I just tried exporting a VM with zstd compression, I then deleted the VM with incus rm and re-imported it. The export took about five minutes. The import read speed (“importing instance”) matched that of the export which makes sense. The next step where incus gives no output (when it’s “unpacking virtual machine block volume”) I checked ps aux which showed three processes:

tar --zstd -xf - --xattrs-include=* --restrict --force-local --numeric-owner -C /var/lib/incus/storage-pools/default/virtual-machines/vmname --strip-components=2 backup/virtual-machine

tar --zstd -xf - --xattrs-include=* --restrict --force-local --numeric-owner -C /var/lib/incus/storage-pools/default/virtual-machines/vmname --strip-components=2 backup/virtual-machine

zstd -d

after a while only “zstd -d” remains (with a new pid). checking cat /proc/130515/io shows both read_bytes and write_bytes at zero. I watched this for a few minutes, but only rchar, wchar, syscr and syscw were incrementing. wchar showed something like 2GB written after two minutes, which seems to match the export speed somewhat, and in this period the zfs dataset has only grown by about 300MB.

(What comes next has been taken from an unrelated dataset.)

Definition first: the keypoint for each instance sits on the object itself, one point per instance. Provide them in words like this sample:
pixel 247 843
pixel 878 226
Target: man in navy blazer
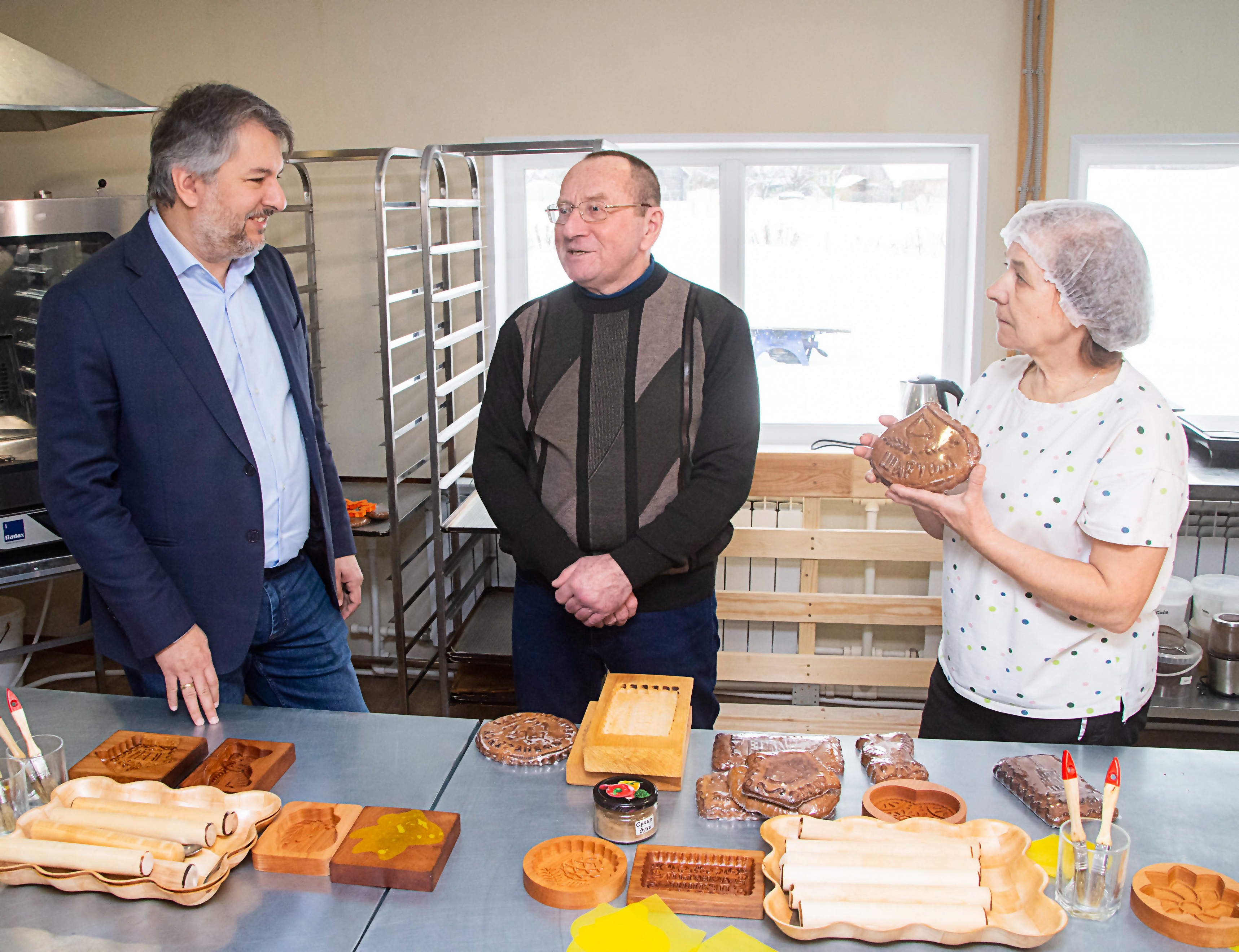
pixel 183 455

Maybe I’m missing something obvious, but I guess my assumption is that an export of a VM (zfs+zstd → tar+zstd) should take about the same time as an import (tar+zstd → zfs+zstd) when done on the exact same system, but instead the import is many orders of magnitude slower.

If I have some time to spare, I’ll try to get some actual statistics on what the different combinations give in terms of wall clock results.

candlerb · July 15, 2025, 2:54pm

That implies a ~7:1 compression ratio which is plausible. 2GB after 2 minutes is 17MB/sec which seems pretty slow though. What does “top” show? Is it CPU-bound?

baleygr · July 15, 2025, 2:59pm

CPU is no issue, it has a sysload of less than 3 on an 8-core system

candlerb · July 15, 2025, 4:09pm

sysload doesn’t really tell you anything. If it’s running slowly, it’s starved of some resource. The process might be blocked on CPU or I/O. If the process is single threaded, having extra cores won’t help.

Looking at the individual process’ CPU utilization may show you if it’s using a whole of a core. The run states are useful too; most common ones being “D” meaning blocked on disk I/O, “R” being running or runnable (hence CPU-bound).

baleygr · July 15, 2025, 6:02pm

I checked CPU utilization while it was running with btop and it wasn’t stressed, I guess it could be using one core but I thought that’s what l means in the ps output (I didn’t include this previously, sorry):

root      130293  108  0.0 156952  5864 ?        Sl   16:07   0:03 zstd -d

I guess it’s quite possible that zstd is running single core when called by incus just like xz is by default, but that still makes me confused as to why the export is then much faster, since --compression is passed to incus I would assume that should be “affected” by single core compression as well.

baleygr · July 15, 2025, 6:53pm

Well, I did some testing on images:ubuntu/22.04 as a VM, and the short story is that you should use --optimized-storage.

------------------------------
type    | export   | import  |
------------------------------
zstd    | 0m21     | 3m11    |
xz      | 7m52     | 3m52    |
none    | 0m34     | 2m4     |

So in short, zstd is actually faster than none, xz is extremely slow for some reason, and the import speed is more or less constant, except uncompressed imports are slightly faster (less overhead from decompression, I guess).

But, if you don’t specify --compression and instead go for --optimized-storage, the export time is 0m40 (similar to zstd/none), but the import time is only 0m8, way faster than any of the above.

So from this I’ve learned that --optimized-storage should always be used, unless you for some reason need to ensure backups can be imported on a completely different type of storage.

~~Why it takes about 4x time to import than it does to export (as seen with “none”) is still beyond me though~~ nevermind, obviously it’s the compression.

So I’d say this at least solves the slow import issue.

If I can figure out anything regarding the failed exports issue, I’ll post it as a separate thread.